Capítulo 50: Pesadelo

Quando eu era moleque, antes de me tornar a imagem que a Mente Serena refletia, tinha o costume de brincar em um parque próximo de casa. Diferente das outras crianças, eu me sentava em um banco próximo de um formigueiro e ficava olhando a vida delas passar. 

Às vezes, trazia de casa um pouco de açúcar e alimentava elas. Também criava barreiras para evitar que elas fossem atacadas por outros formigueiros.

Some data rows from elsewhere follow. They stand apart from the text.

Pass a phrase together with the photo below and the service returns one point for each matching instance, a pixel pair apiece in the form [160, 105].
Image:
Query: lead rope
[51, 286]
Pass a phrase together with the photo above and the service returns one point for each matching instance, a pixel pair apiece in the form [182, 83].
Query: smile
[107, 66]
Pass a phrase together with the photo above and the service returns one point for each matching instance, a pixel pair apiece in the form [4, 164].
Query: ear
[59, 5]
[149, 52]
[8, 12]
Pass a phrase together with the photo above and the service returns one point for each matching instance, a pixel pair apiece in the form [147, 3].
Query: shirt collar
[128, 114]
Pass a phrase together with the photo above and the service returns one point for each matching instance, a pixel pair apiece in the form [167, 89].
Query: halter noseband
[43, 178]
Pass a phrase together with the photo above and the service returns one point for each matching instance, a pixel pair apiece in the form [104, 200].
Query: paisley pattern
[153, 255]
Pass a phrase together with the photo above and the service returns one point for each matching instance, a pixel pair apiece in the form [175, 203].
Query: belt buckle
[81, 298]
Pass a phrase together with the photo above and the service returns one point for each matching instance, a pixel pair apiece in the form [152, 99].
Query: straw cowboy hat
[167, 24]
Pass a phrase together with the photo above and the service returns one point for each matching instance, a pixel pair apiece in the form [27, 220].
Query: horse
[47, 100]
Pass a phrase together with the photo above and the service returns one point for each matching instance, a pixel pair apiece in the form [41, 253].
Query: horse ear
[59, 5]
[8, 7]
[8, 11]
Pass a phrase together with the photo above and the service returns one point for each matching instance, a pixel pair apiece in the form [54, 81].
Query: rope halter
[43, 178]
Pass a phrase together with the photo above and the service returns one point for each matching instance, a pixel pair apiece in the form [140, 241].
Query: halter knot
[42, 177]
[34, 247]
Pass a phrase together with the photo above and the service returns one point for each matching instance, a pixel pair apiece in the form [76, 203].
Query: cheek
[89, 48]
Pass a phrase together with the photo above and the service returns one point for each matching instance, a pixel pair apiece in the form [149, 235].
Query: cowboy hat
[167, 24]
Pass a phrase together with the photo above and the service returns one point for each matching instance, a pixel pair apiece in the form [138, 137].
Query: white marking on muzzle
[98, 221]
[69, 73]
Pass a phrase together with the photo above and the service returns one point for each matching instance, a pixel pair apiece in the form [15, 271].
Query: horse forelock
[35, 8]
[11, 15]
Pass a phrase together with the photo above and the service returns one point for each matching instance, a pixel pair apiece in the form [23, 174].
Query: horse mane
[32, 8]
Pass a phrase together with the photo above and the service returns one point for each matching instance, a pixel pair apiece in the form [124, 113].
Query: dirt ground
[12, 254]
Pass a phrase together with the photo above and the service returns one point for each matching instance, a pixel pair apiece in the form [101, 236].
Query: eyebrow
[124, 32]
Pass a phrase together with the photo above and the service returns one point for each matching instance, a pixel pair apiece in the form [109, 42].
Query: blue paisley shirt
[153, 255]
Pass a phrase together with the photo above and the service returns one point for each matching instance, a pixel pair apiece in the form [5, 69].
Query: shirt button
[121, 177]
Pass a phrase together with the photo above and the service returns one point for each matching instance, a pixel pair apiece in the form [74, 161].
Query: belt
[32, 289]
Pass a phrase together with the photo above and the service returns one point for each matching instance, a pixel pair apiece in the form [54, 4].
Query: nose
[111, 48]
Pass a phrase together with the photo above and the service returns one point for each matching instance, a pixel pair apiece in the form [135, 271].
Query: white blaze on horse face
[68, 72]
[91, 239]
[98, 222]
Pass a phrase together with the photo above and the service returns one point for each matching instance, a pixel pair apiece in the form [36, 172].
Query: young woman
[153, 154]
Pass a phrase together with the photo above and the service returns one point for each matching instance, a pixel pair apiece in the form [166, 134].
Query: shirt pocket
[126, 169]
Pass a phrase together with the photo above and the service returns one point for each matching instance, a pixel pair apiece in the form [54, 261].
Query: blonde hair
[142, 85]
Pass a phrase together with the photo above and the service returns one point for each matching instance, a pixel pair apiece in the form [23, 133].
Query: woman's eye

Criava caminhos pelos quais elas poderiam se mover mais facilmente. Quando uma delas me mordia, eu a punia isoladamente e deixava seu corpo para que as outras levassem e pudessem se aprimorar. 

Certo dia, um garoto um pouco mais velho me viu brincando. Ele se aproximou, tentou me provocar, jogou pequenas pedras em mim, mas eu estava absorto demais para me importar. Tudo o que eu via era meu pequeno reino. E ele notou isso.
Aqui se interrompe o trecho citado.